CUDA on Windows, CPU backend setup, LLVM backend setup

  • Enabling CUDA on Windows Simplified: A member shared a method to enable CUDA on Windows, including a patch file for applying the changes.
    • The process involves specific environment configurations for different backends.
  • Setting up CPU Backend: To enable the CPU backend, users only need to ensure that clang is added to the PATH environment variable.
    • This makes clang accessible system-wide, which is essential for compiling and running code that targets the CPU.
  • LLVM Backend Configuration: For the LLVM backend, it’s necessary to set the LLVM_PATH environment variable to point to LLVM-C.dll, such as set LLVM_PATH=c:\llvm-16.0.2-windows-amd64-msvc17-msvcrt\bin\LLVM-C.dll.
    • This configuration directs the system to the correct LLVM dynamic library, ensuring that LLVM-based compilations function correctly.
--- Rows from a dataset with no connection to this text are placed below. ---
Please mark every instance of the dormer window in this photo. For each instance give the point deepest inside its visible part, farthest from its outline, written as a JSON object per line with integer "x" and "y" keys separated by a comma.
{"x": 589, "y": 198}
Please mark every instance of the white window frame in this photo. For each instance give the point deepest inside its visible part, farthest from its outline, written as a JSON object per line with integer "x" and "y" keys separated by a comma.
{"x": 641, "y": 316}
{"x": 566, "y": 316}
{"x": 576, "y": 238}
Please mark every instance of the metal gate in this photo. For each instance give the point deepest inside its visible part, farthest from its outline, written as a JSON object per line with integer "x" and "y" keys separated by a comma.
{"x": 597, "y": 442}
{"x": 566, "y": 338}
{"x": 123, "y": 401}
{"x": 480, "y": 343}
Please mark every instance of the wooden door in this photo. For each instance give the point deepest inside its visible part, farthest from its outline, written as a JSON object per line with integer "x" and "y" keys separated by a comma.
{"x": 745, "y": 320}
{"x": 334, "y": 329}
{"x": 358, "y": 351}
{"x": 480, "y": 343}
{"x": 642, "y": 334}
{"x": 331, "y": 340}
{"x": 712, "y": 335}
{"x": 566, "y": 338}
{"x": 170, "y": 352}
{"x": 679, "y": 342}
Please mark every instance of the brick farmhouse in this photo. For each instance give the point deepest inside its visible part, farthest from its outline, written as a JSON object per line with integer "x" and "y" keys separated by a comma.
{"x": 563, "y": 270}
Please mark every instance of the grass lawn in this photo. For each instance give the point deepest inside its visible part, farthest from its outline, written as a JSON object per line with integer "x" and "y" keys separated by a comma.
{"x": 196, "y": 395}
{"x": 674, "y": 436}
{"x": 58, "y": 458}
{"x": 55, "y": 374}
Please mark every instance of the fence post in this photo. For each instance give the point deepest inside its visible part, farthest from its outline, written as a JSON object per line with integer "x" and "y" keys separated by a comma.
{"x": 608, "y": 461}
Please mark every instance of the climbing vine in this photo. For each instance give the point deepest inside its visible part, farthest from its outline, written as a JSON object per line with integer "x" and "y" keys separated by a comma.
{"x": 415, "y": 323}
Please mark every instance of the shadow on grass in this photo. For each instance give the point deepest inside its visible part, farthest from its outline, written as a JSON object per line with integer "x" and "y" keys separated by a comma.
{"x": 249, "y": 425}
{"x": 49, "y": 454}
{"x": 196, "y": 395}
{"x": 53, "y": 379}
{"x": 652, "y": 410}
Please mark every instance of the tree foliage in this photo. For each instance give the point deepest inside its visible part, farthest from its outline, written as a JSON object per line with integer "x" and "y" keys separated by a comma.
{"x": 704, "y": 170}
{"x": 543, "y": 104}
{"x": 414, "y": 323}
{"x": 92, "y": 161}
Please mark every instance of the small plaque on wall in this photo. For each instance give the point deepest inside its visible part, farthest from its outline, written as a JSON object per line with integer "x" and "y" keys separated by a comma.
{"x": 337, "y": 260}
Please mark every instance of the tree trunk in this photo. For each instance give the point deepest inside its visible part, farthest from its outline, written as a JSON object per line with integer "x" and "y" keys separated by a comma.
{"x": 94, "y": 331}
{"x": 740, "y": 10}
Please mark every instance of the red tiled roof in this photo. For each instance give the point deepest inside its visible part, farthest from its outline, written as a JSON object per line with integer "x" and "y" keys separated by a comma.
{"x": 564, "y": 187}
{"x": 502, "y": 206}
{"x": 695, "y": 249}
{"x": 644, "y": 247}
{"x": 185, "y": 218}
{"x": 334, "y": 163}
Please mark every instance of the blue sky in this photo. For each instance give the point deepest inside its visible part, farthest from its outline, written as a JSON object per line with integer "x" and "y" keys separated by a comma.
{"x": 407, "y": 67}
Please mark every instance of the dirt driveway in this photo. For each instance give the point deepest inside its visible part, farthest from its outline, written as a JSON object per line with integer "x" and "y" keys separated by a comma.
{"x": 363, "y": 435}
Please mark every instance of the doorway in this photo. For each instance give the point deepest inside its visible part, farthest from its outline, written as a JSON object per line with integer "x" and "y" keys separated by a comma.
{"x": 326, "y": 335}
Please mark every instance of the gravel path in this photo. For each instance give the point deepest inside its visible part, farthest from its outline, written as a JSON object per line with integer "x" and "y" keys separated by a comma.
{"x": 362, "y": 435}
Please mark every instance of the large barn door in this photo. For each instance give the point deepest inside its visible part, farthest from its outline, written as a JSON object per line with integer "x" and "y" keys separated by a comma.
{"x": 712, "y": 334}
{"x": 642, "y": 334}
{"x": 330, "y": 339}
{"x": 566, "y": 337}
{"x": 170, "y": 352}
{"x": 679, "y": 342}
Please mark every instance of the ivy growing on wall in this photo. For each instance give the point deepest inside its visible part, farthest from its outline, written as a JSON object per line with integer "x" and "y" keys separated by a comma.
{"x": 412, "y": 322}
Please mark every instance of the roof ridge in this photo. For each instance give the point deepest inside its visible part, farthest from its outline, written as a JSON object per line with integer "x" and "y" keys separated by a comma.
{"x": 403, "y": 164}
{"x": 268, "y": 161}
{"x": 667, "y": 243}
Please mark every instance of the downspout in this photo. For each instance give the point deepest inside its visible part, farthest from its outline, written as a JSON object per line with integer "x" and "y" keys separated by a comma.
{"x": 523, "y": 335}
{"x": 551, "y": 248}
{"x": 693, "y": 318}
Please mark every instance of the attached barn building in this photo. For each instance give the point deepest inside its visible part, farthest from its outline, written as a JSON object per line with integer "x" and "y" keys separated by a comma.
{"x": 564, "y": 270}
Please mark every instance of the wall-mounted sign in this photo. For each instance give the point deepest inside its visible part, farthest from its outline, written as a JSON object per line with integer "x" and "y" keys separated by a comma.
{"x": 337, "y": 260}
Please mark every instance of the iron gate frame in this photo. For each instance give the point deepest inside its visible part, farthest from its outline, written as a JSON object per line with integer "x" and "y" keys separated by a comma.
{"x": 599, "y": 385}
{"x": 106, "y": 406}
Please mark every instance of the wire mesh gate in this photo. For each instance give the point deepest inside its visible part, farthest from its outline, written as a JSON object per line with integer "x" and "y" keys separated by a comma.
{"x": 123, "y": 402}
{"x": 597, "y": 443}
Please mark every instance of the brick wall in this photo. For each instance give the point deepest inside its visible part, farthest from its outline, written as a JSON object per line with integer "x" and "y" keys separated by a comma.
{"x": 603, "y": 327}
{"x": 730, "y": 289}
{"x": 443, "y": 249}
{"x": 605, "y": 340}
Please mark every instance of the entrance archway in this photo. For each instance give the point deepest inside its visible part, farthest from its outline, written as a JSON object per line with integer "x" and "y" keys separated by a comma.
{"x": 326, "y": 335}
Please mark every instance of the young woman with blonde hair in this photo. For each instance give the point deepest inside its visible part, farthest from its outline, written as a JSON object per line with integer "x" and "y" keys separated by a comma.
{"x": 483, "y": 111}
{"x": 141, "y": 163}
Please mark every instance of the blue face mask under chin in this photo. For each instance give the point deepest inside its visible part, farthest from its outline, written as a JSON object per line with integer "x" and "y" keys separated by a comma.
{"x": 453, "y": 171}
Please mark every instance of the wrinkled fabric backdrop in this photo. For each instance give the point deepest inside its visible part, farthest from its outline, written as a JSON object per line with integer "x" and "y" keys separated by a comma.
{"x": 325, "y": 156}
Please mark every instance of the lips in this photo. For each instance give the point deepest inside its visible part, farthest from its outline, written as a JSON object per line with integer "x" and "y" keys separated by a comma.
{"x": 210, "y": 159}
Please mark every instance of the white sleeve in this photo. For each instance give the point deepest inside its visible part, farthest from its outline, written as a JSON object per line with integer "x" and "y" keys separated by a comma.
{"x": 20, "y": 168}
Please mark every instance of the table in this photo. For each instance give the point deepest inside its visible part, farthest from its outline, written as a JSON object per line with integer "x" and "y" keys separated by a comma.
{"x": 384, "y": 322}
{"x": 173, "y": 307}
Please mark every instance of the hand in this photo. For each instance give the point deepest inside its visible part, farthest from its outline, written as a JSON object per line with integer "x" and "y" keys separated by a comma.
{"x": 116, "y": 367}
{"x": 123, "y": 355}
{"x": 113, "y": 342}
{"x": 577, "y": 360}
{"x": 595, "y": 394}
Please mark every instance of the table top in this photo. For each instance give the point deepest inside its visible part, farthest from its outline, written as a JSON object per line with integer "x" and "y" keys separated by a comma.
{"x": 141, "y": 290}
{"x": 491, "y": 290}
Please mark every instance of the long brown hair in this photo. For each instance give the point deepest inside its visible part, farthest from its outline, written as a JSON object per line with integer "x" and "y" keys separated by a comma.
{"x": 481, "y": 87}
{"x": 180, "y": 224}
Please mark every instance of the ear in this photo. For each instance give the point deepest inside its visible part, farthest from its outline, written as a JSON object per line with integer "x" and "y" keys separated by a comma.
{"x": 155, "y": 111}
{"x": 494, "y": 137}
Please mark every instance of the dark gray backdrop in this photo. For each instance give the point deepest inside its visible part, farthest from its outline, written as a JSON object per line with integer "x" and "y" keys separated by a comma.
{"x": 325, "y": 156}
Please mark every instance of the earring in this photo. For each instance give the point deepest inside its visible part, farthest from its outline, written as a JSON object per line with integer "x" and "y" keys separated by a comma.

LLM Agents (Berkeley MOOC) ▷ #mooc-questions (3 messages):

Certificate Issues, Writing Submission Form Issue

  • Certificate Delivery Delay Debated: A member inquired about a missing certificate, providing two email addresses for verification.
    • The staff indicated that no certificate declaration form had been received under either email, and it turns out the writing submission form was not properly submitted.
  • Writing Submission Snafu Strikes Student: A student reported missing the certificate declaration form submission, despite attending sessions, passing tests, and writing the article.
    • The member expressed disappointment but appreciated the course content, thanking the presenters and the team.